Ao voltar o olhar para o Brasil, Marcelo ressalta que a riqueza da música brasileira nasce justamente da convivência entre diferentes matrizes culturais. "O Brasil é diferenciado. Tivemos influência portuguesa, moura, de diferentes partes da África, de diferentes povos indígenas e de outros povos europeus. São várias formas de suingue." Para ele, o samba continua sendo um dos principais guardiões dessa memória, especialmente longe do circuito turístico. "Ainda preserva os fundos de quintal, os terreiros, o jongo, o caxambu. Existe uma resistência muito forte." O músico também identifica essas heranças em manifestações mais recentes, como o funk carioca, que incorporou elementos rítmicos ligados às religiões de matriz africana.
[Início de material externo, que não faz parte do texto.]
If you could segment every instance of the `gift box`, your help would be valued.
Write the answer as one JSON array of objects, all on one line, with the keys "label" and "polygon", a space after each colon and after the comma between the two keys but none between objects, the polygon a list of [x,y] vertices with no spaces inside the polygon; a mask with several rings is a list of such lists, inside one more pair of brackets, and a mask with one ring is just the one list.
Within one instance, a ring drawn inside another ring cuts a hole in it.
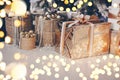
[{"label": "gift box", "polygon": [[20,32],[20,49],[32,50],[36,46],[36,34],[30,30],[29,32]]},{"label": "gift box", "polygon": [[90,22],[86,24],[78,24],[73,21],[64,22],[60,53],[72,59],[107,54],[110,44],[110,25],[111,23],[108,22],[94,24]]},{"label": "gift box", "polygon": [[7,35],[13,40],[13,43],[19,44],[19,33],[21,31],[33,30],[32,15],[5,17]]},{"label": "gift box", "polygon": [[110,53],[120,56],[120,31],[119,30],[111,31]]},{"label": "gift box", "polygon": [[38,30],[38,36],[39,36],[39,46],[54,46],[55,44],[55,27],[57,27],[55,24],[55,20],[39,20],[39,30]]}]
Essa percepção sobre a circulação cultural também atravessa o trabalho desenvolvido no Afrika Gumbe. Apesar do nome remeter ao continente africano, Marcelo explica que a proposta do grupo nunca foi reproduzir tradições, mas estabelecer um diálogo entre ancestralidade e contemporaneidade. "A África é inusitada porque consegue unir sons ancestrais à modernidade. Apesar do nome, o Afrika Gumbe também traz um som progressivo, moderno e tecnológico."
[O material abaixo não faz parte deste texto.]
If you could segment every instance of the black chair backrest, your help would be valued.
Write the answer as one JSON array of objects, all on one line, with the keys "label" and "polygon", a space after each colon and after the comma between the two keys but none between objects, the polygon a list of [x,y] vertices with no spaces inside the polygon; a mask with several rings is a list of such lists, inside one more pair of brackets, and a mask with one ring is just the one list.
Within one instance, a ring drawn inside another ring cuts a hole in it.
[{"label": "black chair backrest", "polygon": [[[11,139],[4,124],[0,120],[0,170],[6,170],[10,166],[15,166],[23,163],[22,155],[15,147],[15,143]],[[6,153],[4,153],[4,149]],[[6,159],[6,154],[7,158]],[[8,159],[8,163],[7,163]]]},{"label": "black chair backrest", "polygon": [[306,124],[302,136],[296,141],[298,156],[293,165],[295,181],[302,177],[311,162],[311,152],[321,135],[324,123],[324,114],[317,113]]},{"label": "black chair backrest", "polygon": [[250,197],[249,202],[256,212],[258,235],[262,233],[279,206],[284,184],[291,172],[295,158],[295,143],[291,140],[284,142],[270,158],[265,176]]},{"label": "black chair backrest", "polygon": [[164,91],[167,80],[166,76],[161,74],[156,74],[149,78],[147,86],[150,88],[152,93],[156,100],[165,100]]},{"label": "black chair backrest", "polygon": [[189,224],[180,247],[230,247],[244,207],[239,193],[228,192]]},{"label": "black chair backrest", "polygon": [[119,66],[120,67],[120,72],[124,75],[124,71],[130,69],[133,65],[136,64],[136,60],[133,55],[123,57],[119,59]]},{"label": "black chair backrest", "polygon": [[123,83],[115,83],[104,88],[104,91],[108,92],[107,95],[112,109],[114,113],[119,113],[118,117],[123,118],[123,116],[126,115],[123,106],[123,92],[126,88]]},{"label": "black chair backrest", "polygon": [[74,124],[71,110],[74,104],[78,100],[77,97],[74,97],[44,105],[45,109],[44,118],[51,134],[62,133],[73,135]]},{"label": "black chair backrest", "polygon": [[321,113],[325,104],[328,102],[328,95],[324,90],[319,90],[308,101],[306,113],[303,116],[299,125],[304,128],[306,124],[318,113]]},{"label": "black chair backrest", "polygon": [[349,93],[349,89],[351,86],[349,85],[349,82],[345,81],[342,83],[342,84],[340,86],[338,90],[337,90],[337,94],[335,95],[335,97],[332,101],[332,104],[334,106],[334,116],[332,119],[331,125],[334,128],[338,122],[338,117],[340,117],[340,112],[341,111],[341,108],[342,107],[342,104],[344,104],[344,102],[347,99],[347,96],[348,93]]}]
Essa pesquisa aparece naturalmente nas composições do grupo, especialmente em faixas como "A Rede e os Peixes", presente no álbum Soro Energizado. "Ela fala do ir e vir, das trocas, das diferentes marés. De como falamos a língua-mãe de outra forma." Depois de décadas de convivência com essas referências, Marcelo afirma que elas deixaram de ser apenas objeto de estudo para se tornarem parte orgânica de sua criação artística. "Por convivermos por muito tempo com esses gêneros de música africana, tornou-se muito natural a forma de compormos".
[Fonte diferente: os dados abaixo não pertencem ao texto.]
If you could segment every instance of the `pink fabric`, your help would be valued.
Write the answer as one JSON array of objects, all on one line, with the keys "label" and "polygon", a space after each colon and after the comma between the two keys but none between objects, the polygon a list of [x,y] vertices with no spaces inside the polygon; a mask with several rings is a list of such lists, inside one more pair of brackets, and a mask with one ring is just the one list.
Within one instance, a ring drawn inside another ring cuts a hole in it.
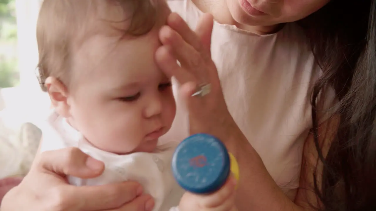
[{"label": "pink fabric", "polygon": [[9,177],[0,179],[0,204],[3,197],[9,190],[18,185],[22,181],[22,177]]}]

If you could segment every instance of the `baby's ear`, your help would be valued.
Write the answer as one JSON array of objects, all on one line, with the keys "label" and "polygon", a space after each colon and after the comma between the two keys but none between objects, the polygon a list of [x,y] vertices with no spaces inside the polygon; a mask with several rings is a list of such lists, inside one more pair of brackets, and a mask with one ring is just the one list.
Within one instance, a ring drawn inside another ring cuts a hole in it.
[{"label": "baby's ear", "polygon": [[68,92],[65,85],[58,78],[51,77],[46,79],[44,84],[55,110],[64,117],[70,117]]}]

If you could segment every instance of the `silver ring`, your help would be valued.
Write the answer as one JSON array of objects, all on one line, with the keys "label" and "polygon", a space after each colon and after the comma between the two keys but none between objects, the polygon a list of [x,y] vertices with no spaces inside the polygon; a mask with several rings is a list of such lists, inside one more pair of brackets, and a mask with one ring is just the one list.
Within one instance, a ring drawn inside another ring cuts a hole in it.
[{"label": "silver ring", "polygon": [[199,86],[199,90],[192,94],[192,96],[203,97],[210,93],[211,90],[211,84],[210,83],[204,84]]}]

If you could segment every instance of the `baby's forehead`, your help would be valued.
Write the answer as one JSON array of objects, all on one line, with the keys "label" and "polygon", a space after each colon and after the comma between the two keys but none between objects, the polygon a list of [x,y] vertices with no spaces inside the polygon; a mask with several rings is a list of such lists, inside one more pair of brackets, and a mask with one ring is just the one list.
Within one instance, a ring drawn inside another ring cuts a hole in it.
[{"label": "baby's forehead", "polygon": [[154,74],[158,71],[154,58],[160,46],[156,29],[132,38],[119,39],[100,34],[92,36],[73,54],[73,77],[96,80]]}]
Para Marcelo, essa talvez seja a principal semelhança entre futebol e música. Ambos sobrevivem graças ao encontro entre diferentes culturas e à capacidade de se reinventar continuamente. "As trocas geram evolução, diversidade. Combinações infinitas. O tambor é uma linguagem universal. É o fundamento, o chão. Está nos ritos, nas festas, nas danças e na comunicação." Em tempos de Copa do Mundo, quando o planeta volta seus olhos para os gramados, ele lembra que há outro encontro em andamento: o das culturas que seguem se conectando, influenciando umas às outras e criando novas formas de expressão artística.

Sobre Marcelo Lobato

Marcelo Lobato é músico, compositor e produtor, conhecido por sua trajetória marcante como tecladista, baterista e vocalista d'O Rappa. Atualmente, Marcelo é fundador da banda Afrika Gumbe e se dedica ao seu projeto solo, explorando novas possibilidades sonoras e transitando entre diferentes influências com uma abordagem experimental. Seu último EP, Carregador de Piano, mostrou um olhar autoral e intimista, evidenciando sua versatilidade. Em seu projeto solo Marcelo reafirma sua identidade musical e sua capacidade de transformar reflexões profundas em experiências sonoras envolventes.